Além de transgressões graves como não comunicar incidentes de ciberataques às autoridades, as empresas podem ser simultaneamente punidas com coimas e com sanções acessórias, como a perda dos equipamentos ou encerramento do estabelecimento. Especialista considera que a lei é equilibrada e protege os direitos fundamentais.
As infracções à legislação sobre Inteligência Artificial (IA) podem resultar em penas de prisão até 12 anos para quem proceder à implantação ou usar de forma dolosa os sistemas de IA, bem como em multas que podem atingir 750 milhões Kz para pessoas singulares e 1,5 mil milhões Kz para empresas.

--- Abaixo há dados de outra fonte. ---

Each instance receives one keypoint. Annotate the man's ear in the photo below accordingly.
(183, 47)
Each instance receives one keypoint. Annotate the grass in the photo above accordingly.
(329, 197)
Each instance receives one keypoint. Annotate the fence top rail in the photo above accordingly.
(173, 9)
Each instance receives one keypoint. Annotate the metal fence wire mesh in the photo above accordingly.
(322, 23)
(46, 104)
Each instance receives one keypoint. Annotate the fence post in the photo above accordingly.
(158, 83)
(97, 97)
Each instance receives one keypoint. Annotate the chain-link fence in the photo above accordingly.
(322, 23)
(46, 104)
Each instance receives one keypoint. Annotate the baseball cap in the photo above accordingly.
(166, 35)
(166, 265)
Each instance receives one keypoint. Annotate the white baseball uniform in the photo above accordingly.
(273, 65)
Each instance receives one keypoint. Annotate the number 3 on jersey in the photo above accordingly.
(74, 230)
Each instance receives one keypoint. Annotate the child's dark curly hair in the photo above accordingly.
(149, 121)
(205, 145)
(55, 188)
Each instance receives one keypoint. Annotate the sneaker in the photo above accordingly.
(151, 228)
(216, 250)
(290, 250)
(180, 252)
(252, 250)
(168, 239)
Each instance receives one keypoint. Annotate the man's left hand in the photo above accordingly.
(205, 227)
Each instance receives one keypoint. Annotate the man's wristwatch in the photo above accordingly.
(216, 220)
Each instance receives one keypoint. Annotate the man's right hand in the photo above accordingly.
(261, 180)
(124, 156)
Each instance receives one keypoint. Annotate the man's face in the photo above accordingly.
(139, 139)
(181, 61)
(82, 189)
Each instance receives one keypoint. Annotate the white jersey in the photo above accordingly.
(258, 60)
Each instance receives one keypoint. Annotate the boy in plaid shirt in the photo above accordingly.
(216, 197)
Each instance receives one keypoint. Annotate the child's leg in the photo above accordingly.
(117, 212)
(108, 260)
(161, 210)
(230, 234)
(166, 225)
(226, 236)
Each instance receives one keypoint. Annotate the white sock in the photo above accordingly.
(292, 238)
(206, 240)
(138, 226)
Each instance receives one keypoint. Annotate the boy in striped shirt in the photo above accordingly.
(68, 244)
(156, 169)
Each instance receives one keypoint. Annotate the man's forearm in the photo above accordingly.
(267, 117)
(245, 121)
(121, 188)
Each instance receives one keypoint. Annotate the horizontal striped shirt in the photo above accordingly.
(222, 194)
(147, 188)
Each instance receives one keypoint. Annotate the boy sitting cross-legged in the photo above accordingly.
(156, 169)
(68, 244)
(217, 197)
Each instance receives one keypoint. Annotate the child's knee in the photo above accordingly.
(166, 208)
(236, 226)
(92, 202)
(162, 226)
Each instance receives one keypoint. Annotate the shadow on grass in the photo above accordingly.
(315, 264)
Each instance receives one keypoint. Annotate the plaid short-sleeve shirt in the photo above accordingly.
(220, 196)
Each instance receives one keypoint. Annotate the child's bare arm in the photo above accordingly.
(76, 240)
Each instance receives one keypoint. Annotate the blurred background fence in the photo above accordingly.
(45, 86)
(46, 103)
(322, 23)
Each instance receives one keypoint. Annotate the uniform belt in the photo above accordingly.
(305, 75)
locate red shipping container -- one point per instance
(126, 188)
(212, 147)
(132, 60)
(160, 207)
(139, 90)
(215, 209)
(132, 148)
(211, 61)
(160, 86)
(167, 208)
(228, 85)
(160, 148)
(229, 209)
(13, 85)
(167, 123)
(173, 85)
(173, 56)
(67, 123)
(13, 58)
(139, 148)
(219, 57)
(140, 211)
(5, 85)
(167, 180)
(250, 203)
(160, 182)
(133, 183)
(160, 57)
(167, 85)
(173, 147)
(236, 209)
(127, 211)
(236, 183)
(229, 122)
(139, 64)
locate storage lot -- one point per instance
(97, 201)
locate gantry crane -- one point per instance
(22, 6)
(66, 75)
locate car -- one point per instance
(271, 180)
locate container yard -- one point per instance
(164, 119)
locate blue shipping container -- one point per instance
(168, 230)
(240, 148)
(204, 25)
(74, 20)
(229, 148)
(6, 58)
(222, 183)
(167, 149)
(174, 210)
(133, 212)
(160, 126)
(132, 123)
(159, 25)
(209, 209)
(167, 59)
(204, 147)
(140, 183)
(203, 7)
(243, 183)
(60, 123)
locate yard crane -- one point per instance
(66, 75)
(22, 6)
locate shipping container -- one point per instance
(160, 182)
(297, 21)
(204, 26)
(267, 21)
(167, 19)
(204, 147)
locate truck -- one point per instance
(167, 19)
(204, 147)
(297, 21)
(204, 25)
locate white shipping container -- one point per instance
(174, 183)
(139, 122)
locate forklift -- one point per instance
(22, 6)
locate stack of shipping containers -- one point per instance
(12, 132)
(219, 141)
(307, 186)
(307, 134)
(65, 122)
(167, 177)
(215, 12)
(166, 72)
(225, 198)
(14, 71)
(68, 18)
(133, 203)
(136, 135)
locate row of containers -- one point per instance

As sanções constam na proposta de Lei sobre a IA, colocada em consulta pública desde Setembro deste ano pelo Ministério das Telecomunicações, Tecnologias de Informação e Comunicação Social (MINTTICS).
No documento, constituem crimes puníveis com penas de prisão de um a 12 anos as acções que violem a privacidade e os direitos fundamentais salvaguardados pela proposta, que promovam discriminação ou incitem ao ódio através de algoritmos, bem como aquelas que causem danos graves à segurança nacional, à ordem pública ou ao processo democrático. O artigo 76.º da proposta criminaliza ainda a facilitação de crimes contra o Estado, incluindo espionagem, terrorismo ou outros actos que atentem contra a segurança nacional, além dos que comprometam de forma irreparável a integridade das instituições.
A recolha de informações pessoais sem consentimento ou o uso indevido de IA para avaliações privadas é considerada uma transgressão administrativa grave, passível de multa de até 1,5 mil milhões Kz no caso das empresas e 750 milhões Kz para pessoas singulares.
Na prática, supermercados, bancos e outros estabelecimentos comerciais passam a ser obrigados a explicar as razões da recolha de dados dos clientes e a finalidade do seu uso. O cliente, por sua vez, ganha o direito de recusar que os seus dados sejam utilizados para treinar sistemas de IA ou exigir que sejam anonimizados, garantindo a protecção da sua privacidade.
O incumprimento destas disposições pode resultar em contra-ordenações e coimas, conforme previsto na proposta. Esta medida reforça o princípio da transparência e explicabilidade, considerados pilares fundamentais da regulamentação da indústria de IA. Tais princípios impõem aos operadores o dever de fornecer informações claras sobre produtos e serviços baseados em IA, explicando, de forma adequada, o seu funcionamento, propósito e intenção.
Há outras transgressões que são consideradas graves como a falta de registo de IA crítica (aplicadas em áreas como saúde, educação) dentro do prazo legal, ou a não comunicação de incidentes de ciberataques “significativos” às autoridades (ver página 4).
Além das contra-ordenações graves, as empresas podem ser simultaneamente punidas com coima e com sanções acessórias, como a perda dos equipamentos ou sistemas utilizados na prática da contra-ordenação, encerramento do estabelecimento por período de dois anos, assim como privação do direito a subsídio ou beneficio outorgado por entidade ou serviço público por período de dois anos e também suspensão de registos, licenças ou quaisquer autorizações dadas nos termos da presente lei e demais legislação complementar, por período de dois anos, conforme o artigo 73.º da proposta.
Para Sérgio Lopes, CEO da New Cognito, empresa tecnológica do Grupo Mitrelli, ouvido pelo Expansão, a proposta de lei é, em teoria, “robusta” e consegue articular de forma equilibrada a protecção dos direitos fundamentais dos cidadãos com a promoção da inovação tecnológica e digital. “O grande desafio reside na capacidade de fiscalização técnica (normas, laboratórios e peritos) e na coordenação entre reguladores, nomeadamente a futura Autoridade de IA, a APD e o INACOM. Sem esta engrenagem, corre-se o risco de perder proporcionalidade na prática”, afirmou o especialista.
No entanto, Sérgio Lopes admite que a proposta representa um esforço para garantir que o avanço da Inteligência Artificial ocorra sem atropelar os princípios democráticos. Contudo, sublinha que a eficácia desta arquitectura normativa só será comprovada quando entrar em fase de execução, um teste decisivo para validar intenções e mecanismos.
Soberania tecnológica
Num contexto marcado pelo avanço de tecnologias emergentes como a IA, onde o principal motor são os dados, um novo poder vem ganhando força no mundo: a soberania tecnológica das nações.